Controversy about Big Data

Big Data is a new and emerging hot topic, that has generated a great deal of controversy:

  • There is no need to distinguish Big Data analytics from data analytics, as data will continue growing, and it will never be small again.
  • Big Data may be a hype to sell Hadoop based computing systems. Hadoop is not always the best tool. It seems that data management system sellers try to sell systems based in Hadoop, and MapReduce may be not always the best programming platform, for example for medium-size companies.
  • In real time analytics, data may be changing. In that case, what it is important is not the size of the data, it is its recency. Claims to accuracy are misleading. As Taleb explains in his new book ‘AntiFragile’, when the number of variables grow, the number of fake correlations also grow. For example, Leinweber showed that the S&P 500 stock index was correlated with butter production in Bangladesh, and other strange correlations.
  • Bigger data are not always better data. It depends if the data is noisy or not, and if it is representative of what we are looking for. For example, some times Twitter users are assumed to be  representative of the global population, when this is not always the case.
  • Ethical concerns about accessibility. The main issue is if it is ethical that people can be analyzed without knowing it.
  • Limited access to Big Data creates new digital divides. There may be a digital divide between people or organizations being able to analyze Big Data or not. Also organizations with access to Big Data will be able to extract knowledge that others without access will not. We may create a division between Big Data rich and poor organizations.

References

Wei Fan, Albert Bifet Mining Big Data: Current Status, and Forecast to the Future SIGKDD Explorations 14(2): 1-5 (2012)

Big Data Mining

The term “Big Data” appeared for first time in 1998 in a Silicon Graphics (SGI) slide deck by John Mashey with the title “Big Data and the Next Wave of InfraStress”. Big Data mining was very relevant from the beginning, as the first book mentioning “Big Data” is a data mining book that appeared also in 1998 by Weiss and Indrukya. However, the first academic paper with the words “Big Data” in the title appeared a bit later in 2000 in a paper by Diebold.

The origin of the term “Big Data” is due to the fact that we are creating a huge amount of data every day. Usama Fayyad in his invited talk at the KDD BigMine’12 Workshop presented amazing data numbers about internet usage, among them the following: each day Google has more than 1 billion queries per day, Twitter has more than 250 milion tweets per day, Facebook has more than 800 million updates per day, and YouTube has more than 4 billion views per day. The data produced nowadays is estimated in the order of zettabytes, and it is growing around 40% every year.

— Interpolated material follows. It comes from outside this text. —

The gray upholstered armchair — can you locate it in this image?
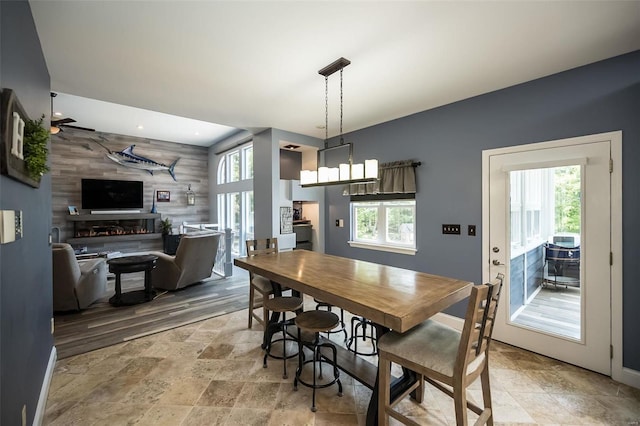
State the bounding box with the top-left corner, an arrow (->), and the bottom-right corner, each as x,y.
52,243 -> 107,311
151,232 -> 221,291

A new large source of data is going to be generated from mobile devices, and big companies such as Google, Apple, Facebook, Yahoo, Twitter are starting to look carefully to this data to find useful patterns to improve user experience. Alex ‘Sandy’ Pentland in his ‘Human Dynamics Laboratory’ at MIT, is doing research in finding patterns in mobile data about what users do, not what they say they do.

We need new algorithms, and new tools to deal with all of this data. Doug Laney was the first to mention the 3 V’s of Big Data management:

  • Volume: there is more data than ever before, its size continues increasing, but not the percent of data that our tools can process
  • Variety: there are many different types of data, as text, sensor data, audio, video, graph, and more
  • Velocity: data is arriving continuously as streams of data, and we are interested in obtaining useful information from it in real time

Nowadays, there are two more V’s:

  • Variability: there are changes in the structure of the data and how users want to interpret that data
  • Value: business value that gives organizations a competitive advantage, due to the ability of making decisions based in answering questions that were previously considered beyond reach

Gartner summarizes this in their definition of Big Data in 2012 as high volume, velocity and variety information assets that demand cost-effective, innovative forms of information processing for enhanced insight and decision making.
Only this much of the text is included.